Funérailles de Père Nivard Giard

Lectures de la Messe : Apocalypse 21, 1-4 ; Luc : 12,35-39

         Je voudrais évoquer une récente petite facétie de P. Nivard qui pourrait bien figurer dans une série des sentences anonymes de nos Pères dans la vie monastique.
Avec son bon sourire, F. Nivard un matin à la salle des coules s’approche pour expliquer son absence au chapitre de la veille au soir : « je me suis endormi sur mon livre au scriptorium et quand je me suis réveillé, c’était trop tard pour rejoindre le chapitre ! » Je souris bien évidemment et en plaisantant lui dit qu’il avait manqué beaucoup car on commentait la recherche de Jésus perdu au Temple où Aelred de Rielvaux explique comment passer vers la Jérusalem Céleste ; – « Ah, c’est dommage tu ne sauras pas comment on passe de Nazareth à la Jérusalem céleste ! »  « Oh ! ce n’est pas très grave, répond-il, parce que j’y suis déjà ! »
Et c’était tellement vrai et visible. Je lui ai d’ailleurs dit que si j’avais la tristesse de devoir faire son éloge funèbre je raconterai ce témoignage.

          En effet, Il y était déjà, ou plutôt cette cité était descendue du ciel et Dieu avait fait sa demeure avec lui.  Nous voyions surgir depuis quelques temps en lui une terre et un ciel nouveau, la mer des craintes intérieures, d’une certaine timidité dans les relations, un généreux dévouement qui pouvait paraitre contraint et crispé, l’obscurité des courants qui troublent l’âme et la prive de sa joie, cette mer aux ternes reflets s’était finalement retirée, elle n’était plus.  Ce monde ancien qui faisait ombre à sa douce affection et ses bienveillantes attentions avait disparu. Une lumière d’aurore éclairait les eaux profondes de son cœur pour en révéler les délicatesses, son exquise et courtoise bonté déjà reconnue.

          Il l’exprimait d’ailleurs en vérité avec cette humble simplicité si évidente en parlant de son état : « Physiquement, c’est la décrépitude mais intérieurement, quelle joie ! »  Son visage et son regard confirmaient ce témoignage : Le Seigneur demeurait avec lui.
Le corps se délabrait, certes, mais libérait ainsi le fond de la mer et laisser découvrir sa tendresse compatissante et sa joie pour ses frères et toutes personnes rencontrées.

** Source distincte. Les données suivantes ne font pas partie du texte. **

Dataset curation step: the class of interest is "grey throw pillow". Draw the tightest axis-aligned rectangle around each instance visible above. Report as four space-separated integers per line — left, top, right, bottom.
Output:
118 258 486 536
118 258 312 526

          C’est l’achèvement d’un combat d’une vie de moine qu’il avait choisie au terme de ses études, « pour me détacher de ma vie, écrit-il, « si le grain de blé ne meurt ! » Il faut que mon vieil homme pourrisse ; donner d’un coup ma vie au Seigneur m’en détacher pour m’attacher au Seigneur ».  Le Supérieur de l’Institution St Jean à Douai dit ne pas être surpris de le voir partir comme postulant, non pas au Mont des Cats, mais à l’Abbaye St Paul de Wisques où en fait, écrit l’Abbé de St Paul : « il ne s’est jamais bien senti à sa place, aspirant à une vie plus austère, plus retirée du monde, vers la T rappe. »  Ainsi en février 1956, René Marie Giard entre au postulat et devient F. Nivard « dans ma liberté de tout perdre, tout perdre pour gagner Jésus.  … user de ce droit le plus profond : celui de me donner à Jésus parce que Lui s’est donné. »    
Ainsi à travers les aspérités et rudesses du quotidien, certains que Jésus ne lui fera pas défaut « je choisis l’inclination du cœur à me renoncer pour vivre la simplicité de l’Evangile et aimer Dieu jusqu’à l’oubli de soi. »  Reçois moi Seigneur, selon ta parole et je vivrai !   Tout est dit et ce fut sa vie.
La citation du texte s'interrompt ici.